A fine semestre, il raggiungimento integrale dei passi previsti ha portato a un livello di conseguimento del 28% del complesso degli obiettivi; attesa la diversa articolazione temporale delle due tipologie di obiettivi, che vede i milestone prevalentemente concentrati nella parte iniziale del piano e i target nella seconda, il grado di completamento risulta molto più intenso per le prime (62% del totale) rispetto a quanto si registri per i target (6% del totale).
Oltre il 61% degli obiettivi del semestre si riferisce alla Missione 1 “Digitalizzazione, innovazione, competitività, cultura e turismo” (24) e alla 2 “Rivoluzione verde e transizione ecologica” (10). Più contenuto il peso numerico di milestone e target associati alla Missione 3 “Infrastrutture per una mobilità sostenibile” (6, circa l’11%), alla Missione 4 “Istruzione e ricerca” (5, circa il 9%) e alla Missione 5 “Inclusione e coesione” (8, circa il 15%); solo 2 il numero di obiettivi della Missione 6 “Salute”.
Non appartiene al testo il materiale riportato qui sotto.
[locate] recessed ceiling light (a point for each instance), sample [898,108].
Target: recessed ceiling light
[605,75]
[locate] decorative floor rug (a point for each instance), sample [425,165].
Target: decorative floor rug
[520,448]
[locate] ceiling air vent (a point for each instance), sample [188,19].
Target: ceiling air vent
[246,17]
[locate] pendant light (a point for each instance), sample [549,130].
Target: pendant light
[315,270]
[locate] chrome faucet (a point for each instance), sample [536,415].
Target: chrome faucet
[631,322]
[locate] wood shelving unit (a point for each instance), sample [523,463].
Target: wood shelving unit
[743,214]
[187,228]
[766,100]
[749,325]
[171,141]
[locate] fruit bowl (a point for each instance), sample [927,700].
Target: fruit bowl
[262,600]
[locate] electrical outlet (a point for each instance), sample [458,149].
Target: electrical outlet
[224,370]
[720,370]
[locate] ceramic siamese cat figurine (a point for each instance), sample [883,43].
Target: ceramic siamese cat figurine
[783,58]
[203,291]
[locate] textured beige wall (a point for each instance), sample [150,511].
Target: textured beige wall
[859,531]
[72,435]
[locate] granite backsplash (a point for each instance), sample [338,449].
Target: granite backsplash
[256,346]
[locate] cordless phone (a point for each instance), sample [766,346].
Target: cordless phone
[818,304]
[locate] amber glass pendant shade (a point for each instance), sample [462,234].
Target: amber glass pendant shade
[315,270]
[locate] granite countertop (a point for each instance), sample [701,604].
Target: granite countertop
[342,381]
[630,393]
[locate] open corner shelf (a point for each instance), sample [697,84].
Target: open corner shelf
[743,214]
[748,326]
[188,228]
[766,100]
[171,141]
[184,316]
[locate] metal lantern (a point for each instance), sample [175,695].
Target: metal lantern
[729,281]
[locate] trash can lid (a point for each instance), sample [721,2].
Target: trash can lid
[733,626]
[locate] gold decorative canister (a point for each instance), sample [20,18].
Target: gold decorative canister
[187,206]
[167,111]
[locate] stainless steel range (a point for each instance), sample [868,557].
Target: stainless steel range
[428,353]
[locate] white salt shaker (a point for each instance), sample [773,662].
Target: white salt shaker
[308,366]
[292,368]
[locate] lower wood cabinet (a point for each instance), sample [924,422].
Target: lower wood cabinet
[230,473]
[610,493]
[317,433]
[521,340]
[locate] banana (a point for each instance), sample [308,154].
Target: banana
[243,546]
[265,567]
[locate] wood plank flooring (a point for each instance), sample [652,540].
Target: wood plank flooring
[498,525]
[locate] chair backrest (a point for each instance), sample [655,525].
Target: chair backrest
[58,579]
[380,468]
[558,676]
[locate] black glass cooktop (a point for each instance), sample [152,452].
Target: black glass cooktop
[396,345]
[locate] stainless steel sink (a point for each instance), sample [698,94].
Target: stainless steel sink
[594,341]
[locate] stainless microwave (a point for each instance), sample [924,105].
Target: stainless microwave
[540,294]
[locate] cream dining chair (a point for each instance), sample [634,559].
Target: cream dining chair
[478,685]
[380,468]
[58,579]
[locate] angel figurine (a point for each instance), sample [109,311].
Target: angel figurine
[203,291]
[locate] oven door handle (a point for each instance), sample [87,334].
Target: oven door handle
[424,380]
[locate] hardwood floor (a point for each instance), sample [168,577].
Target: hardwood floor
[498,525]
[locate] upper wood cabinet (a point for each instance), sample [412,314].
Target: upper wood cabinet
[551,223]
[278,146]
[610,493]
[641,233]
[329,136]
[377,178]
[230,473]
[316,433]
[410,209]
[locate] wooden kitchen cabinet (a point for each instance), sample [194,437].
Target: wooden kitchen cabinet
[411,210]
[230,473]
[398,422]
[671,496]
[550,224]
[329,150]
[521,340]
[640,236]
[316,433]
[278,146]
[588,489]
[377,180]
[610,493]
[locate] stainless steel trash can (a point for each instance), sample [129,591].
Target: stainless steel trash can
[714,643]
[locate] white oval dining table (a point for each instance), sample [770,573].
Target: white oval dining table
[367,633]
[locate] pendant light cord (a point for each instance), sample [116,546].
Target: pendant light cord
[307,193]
Sulla base delle stime e “tenendo in considerazione i dati sui conti di tesoreria e ReGiS al 13 marzo 2023”, spiega la Corte dei Conti, “è possibile quantificare che il livello della spesa sostenuta a fine 2022 si attesti oltre i 23 miliardi, eccedendo pertanto il valore di 20,4 miliardi della pianificazione finanziaria, con un avanzamento stimato intorno al 12% delle dimensioni finanziarie complessive del piano (191,5 miliardi). Tale spesa è associabile a 107 delle 285 misure previste, di cui 2 riforme e 105 investimenti.
I problemi legati alla terza rata del PNRR
I 191,5 miliardi di euro destinati all’Italia sono erogati sotto forma di rate semestrali da parte della Commissione Europea, al verificarsi di determinate condizioni. Il mancato rispetto delle scadenze e degli obiettivi prefissati comporta la perdita del diritto a incassare i finanziamenti, o una sospensione temporanea delle rate.
Negli ultimi giorni la Commissione Ue ha reso noto che esaminerà i risultati degli ultimi sei mesi solo a fine aprile. L’erogazione dell’importo dovuto per la terza tranche, pari a 19 miliardi (dopo i 42 miliardi incassati con le prime due rate da 21 miliardi ciascuna), avverrà eventualmente nei prossimi mesi, al termine dell’iter di valutazione previsto dalle procedure europee.
Bruxelles, in particolare, sta valutando una serie di problemi legati all’attuazione di tre misure: le norme sulle concessioni aeroportuali, le reti di teleriscaldamento e due progetti all’interno dei Piani Urbani Integrati (stadio di Firenze e Bosco dello Sport a Venezia).
Per sbloccare la quarta tranche da 16 miliardi, l’Italia dovrebbe poi raggiungere 20 milestone e 7 target entro la fine di giugno, ma i ritardi nell’attuazione delle riforme rischiano di compromettere il programma.